Snyder delivers modest State of the State address that still holds promise

Guest Editorial
Gov. Rick Snyder started his second State of the State address Wednesday night riding high, with news that state unemployment is at its lowest level in more than three years. By the end of it, the governor appeared diminished. Critics quickly dismissed it as thin gruel, lacking in (depending on one’s viewpoint) specifics, ambition or compassion.

Any shortcomings in the governor’s speech, however, reflect deeper issues that might curtail his agenda for the next year. Democrats — angered by Republicans’ legislative agenda and persistence last year — simply are not going to cooperate on substantive matters. Members of Snyder’s party, meanwhile, now have their own pet causes to advance in an election year. A “right-to-work” law, anyone?
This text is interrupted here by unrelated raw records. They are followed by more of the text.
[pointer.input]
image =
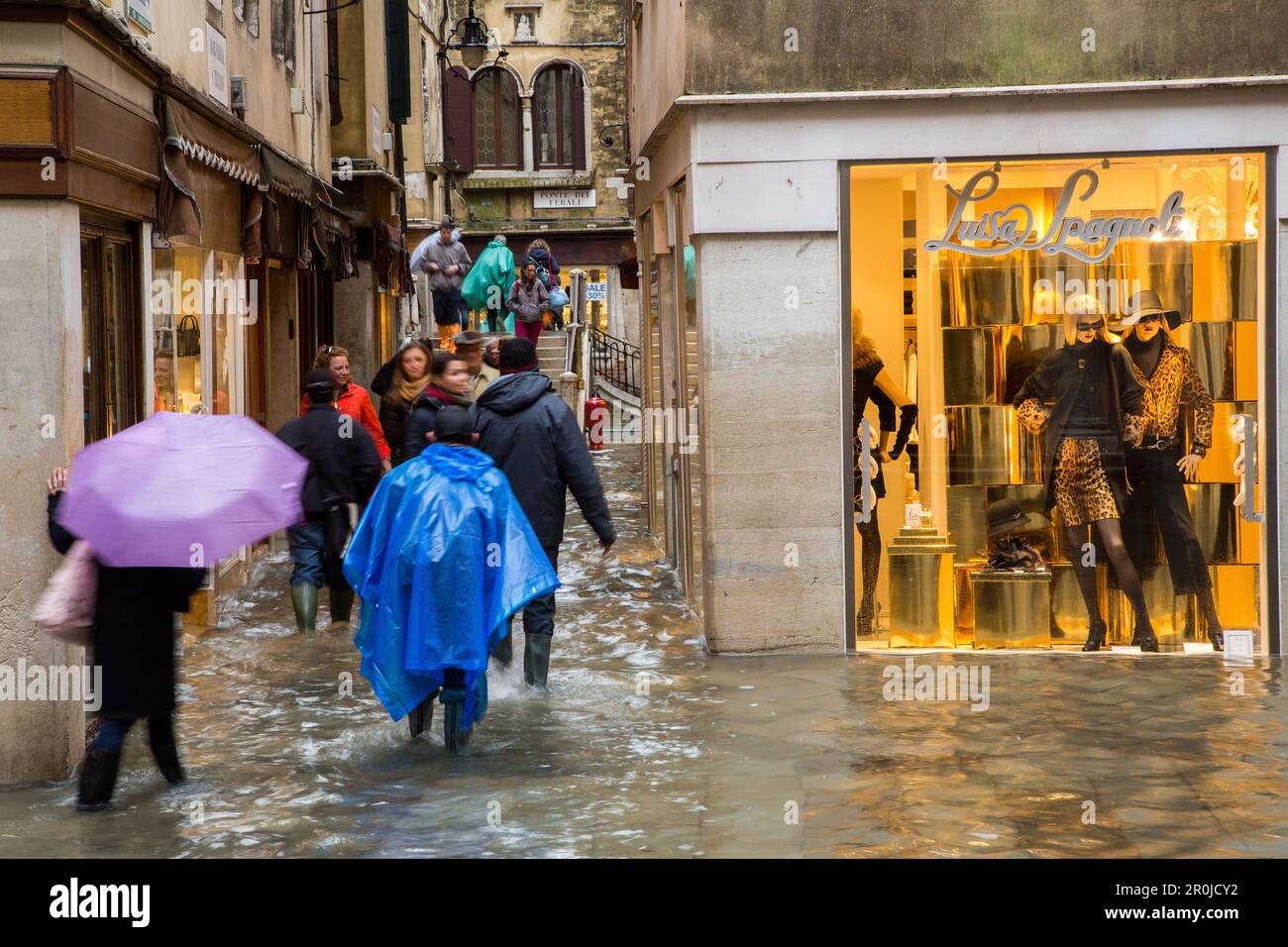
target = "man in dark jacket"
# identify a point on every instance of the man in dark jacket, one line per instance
(343, 468)
(535, 441)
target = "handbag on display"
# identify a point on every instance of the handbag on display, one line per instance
(65, 608)
(188, 338)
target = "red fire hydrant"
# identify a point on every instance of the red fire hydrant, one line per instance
(597, 418)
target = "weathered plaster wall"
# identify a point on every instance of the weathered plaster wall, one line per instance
(893, 44)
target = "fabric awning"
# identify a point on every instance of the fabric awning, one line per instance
(283, 176)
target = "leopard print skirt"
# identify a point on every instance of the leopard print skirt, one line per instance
(1082, 491)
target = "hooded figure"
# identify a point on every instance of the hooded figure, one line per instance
(442, 558)
(488, 279)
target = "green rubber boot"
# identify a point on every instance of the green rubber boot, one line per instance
(536, 660)
(342, 603)
(305, 600)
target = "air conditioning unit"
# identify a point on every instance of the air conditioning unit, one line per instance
(237, 86)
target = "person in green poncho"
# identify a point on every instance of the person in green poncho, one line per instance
(487, 283)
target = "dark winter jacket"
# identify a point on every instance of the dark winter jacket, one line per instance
(421, 420)
(535, 441)
(542, 260)
(527, 302)
(343, 463)
(133, 635)
(1046, 399)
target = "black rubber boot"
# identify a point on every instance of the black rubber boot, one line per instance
(167, 762)
(503, 650)
(536, 660)
(1096, 635)
(98, 780)
(305, 600)
(420, 719)
(342, 603)
(455, 738)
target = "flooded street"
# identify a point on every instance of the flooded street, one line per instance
(768, 757)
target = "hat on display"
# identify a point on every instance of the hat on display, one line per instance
(1147, 303)
(1006, 515)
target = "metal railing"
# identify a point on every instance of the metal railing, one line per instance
(614, 361)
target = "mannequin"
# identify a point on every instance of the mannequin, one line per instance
(1157, 470)
(1087, 399)
(874, 382)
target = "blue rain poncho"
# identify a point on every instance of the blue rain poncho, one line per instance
(443, 556)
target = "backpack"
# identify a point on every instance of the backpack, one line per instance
(65, 608)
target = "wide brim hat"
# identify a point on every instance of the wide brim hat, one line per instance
(1147, 303)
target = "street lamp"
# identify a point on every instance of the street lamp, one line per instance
(472, 42)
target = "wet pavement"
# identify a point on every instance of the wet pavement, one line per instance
(647, 746)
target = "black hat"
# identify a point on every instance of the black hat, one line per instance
(1006, 515)
(454, 425)
(320, 381)
(1147, 303)
(518, 355)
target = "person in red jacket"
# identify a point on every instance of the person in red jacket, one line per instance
(352, 398)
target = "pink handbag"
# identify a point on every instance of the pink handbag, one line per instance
(65, 608)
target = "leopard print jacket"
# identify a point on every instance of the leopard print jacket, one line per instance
(1176, 380)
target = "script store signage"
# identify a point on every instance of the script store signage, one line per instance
(1013, 227)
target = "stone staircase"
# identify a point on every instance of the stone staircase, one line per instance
(552, 354)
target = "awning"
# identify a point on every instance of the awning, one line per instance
(213, 146)
(187, 137)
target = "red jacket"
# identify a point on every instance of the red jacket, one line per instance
(356, 403)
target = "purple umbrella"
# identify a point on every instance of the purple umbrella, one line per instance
(181, 489)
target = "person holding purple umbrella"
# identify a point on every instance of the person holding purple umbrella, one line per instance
(133, 639)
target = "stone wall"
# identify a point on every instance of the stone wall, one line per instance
(40, 427)
(772, 442)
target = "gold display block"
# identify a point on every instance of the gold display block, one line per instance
(1013, 609)
(921, 587)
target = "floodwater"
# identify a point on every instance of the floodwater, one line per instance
(647, 746)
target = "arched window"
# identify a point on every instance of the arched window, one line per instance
(561, 127)
(496, 120)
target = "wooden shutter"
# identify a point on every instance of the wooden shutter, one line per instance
(579, 120)
(458, 119)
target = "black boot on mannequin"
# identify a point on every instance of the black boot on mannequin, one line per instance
(1086, 577)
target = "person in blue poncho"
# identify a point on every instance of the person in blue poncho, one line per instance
(442, 558)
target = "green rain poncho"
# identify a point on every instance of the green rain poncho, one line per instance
(494, 268)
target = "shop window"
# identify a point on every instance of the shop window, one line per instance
(558, 110)
(178, 342)
(283, 31)
(110, 325)
(497, 120)
(987, 262)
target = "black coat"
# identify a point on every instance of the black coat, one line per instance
(133, 635)
(343, 462)
(421, 421)
(1055, 384)
(533, 438)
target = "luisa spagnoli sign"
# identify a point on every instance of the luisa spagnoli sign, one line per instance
(1013, 227)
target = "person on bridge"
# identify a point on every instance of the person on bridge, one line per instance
(343, 468)
(533, 438)
(442, 558)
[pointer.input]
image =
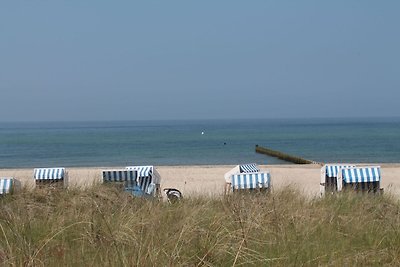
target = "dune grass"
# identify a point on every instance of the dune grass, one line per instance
(101, 226)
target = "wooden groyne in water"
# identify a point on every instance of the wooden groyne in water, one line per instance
(283, 156)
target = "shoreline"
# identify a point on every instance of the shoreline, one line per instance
(208, 180)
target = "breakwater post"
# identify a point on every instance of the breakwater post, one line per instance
(283, 156)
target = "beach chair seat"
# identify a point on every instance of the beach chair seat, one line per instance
(50, 177)
(251, 182)
(329, 173)
(360, 179)
(8, 185)
(148, 179)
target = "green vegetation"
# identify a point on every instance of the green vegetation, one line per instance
(102, 226)
(282, 156)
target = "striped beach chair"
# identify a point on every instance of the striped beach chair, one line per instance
(364, 179)
(148, 180)
(329, 173)
(8, 185)
(247, 177)
(54, 177)
(126, 179)
(259, 181)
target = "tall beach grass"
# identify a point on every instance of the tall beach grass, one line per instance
(102, 226)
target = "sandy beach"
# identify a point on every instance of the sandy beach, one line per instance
(209, 179)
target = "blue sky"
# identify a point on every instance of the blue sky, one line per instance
(130, 60)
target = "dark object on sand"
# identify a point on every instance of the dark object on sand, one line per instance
(173, 195)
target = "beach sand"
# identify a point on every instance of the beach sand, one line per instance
(209, 180)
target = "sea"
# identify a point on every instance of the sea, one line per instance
(197, 142)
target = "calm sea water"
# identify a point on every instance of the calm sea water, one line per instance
(182, 142)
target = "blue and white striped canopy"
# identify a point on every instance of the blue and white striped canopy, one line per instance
(246, 168)
(250, 180)
(145, 176)
(119, 175)
(143, 171)
(5, 185)
(361, 174)
(49, 173)
(332, 170)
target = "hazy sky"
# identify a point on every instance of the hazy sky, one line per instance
(129, 60)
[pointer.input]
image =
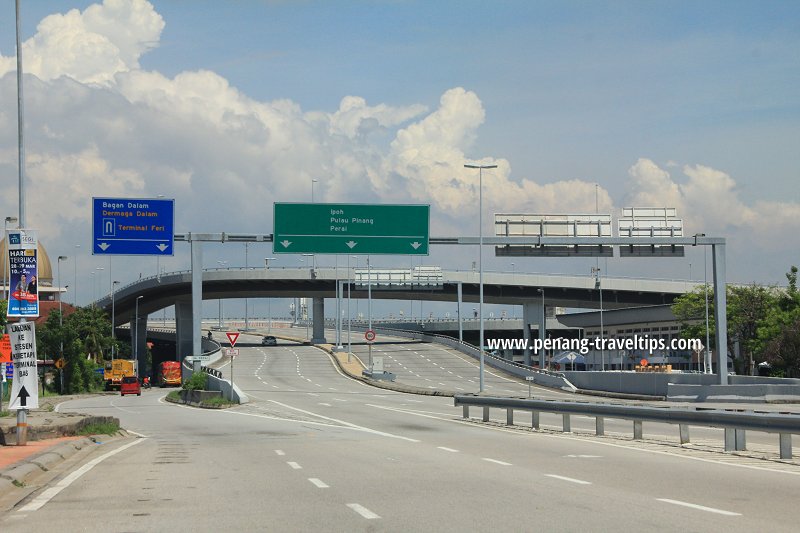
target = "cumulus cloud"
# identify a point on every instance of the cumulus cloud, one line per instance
(102, 126)
(709, 202)
(90, 46)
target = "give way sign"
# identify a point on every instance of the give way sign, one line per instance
(233, 336)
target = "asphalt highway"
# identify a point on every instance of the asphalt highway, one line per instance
(318, 451)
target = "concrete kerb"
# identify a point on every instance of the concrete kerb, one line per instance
(353, 369)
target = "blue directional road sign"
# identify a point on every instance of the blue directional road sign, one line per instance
(130, 226)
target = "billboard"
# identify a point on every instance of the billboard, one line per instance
(23, 296)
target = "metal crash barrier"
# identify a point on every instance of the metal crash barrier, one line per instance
(734, 422)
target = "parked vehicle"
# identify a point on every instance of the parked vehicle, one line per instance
(130, 385)
(269, 340)
(117, 370)
(170, 374)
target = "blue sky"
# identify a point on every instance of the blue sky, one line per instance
(693, 104)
Snyder, the man in the middle, deserves praise for Wednesday’s speech not because it set the bar low, but because he focused on what will serve state residents best. If he accomplishes the goals he laid out in 2012, he’ll be remembered for getting a heck of a lot done.

The governor turned the speech into a continuation of work that began last year. The state’s business tax code has been turned on its head; now, Snyder is focusing on regulatory reform. He picked an obscure but telling example: the existence of 28 state requirements for outhouses, “including a requirement that the seat not be left up.”

Snyder focused on Michigan’s road system, emphasizing the need to somehow generate $1.4 billion for needed repairs. Roads are a quality-of-life issue for residents, and they factor into business recruitment.

And he put his weight behind common-sense ideas: addressing Michigan’s childhood-obesity epidemic; improving public safety in cities; and new laws that would require more campaign-finance disclosure and slow the flow on state employees who leave for private companies that pursue government contracts.

One knock on this agenda is that the details still are hazy. Snyder does not submit his budget until Feb. 9, and he will deliver his policy speech on public safety in March. While Republican lawmakers offered support for the governor, they conceded they were not sure what specific issues will become priorities.

To the governor’s credit, one issue he intends to promote is a new bridge from Detroit to Ontario. Snyder pushed this bridge last year, but saw it die in a Senate committee. Maybe he will have better luck politically with the spectacle of Ambassador Bridge mogul Matty Moroun going to jail, or maybe his arguments will simply win out, but the construction of a second cross-border bridge would be a monumental achievement.

Snyder is by no means damaged goods, not with an improving economy and a year of great accomplishment, but the next few months could prove frustrating politically. He was right to focus Wednesday on ideas that ought to have solid support and continue the drumbeat of government reform.

As the governor put it, “It’s not about big government or small government. It’s about good government. Government doing the right things for the right reasons.”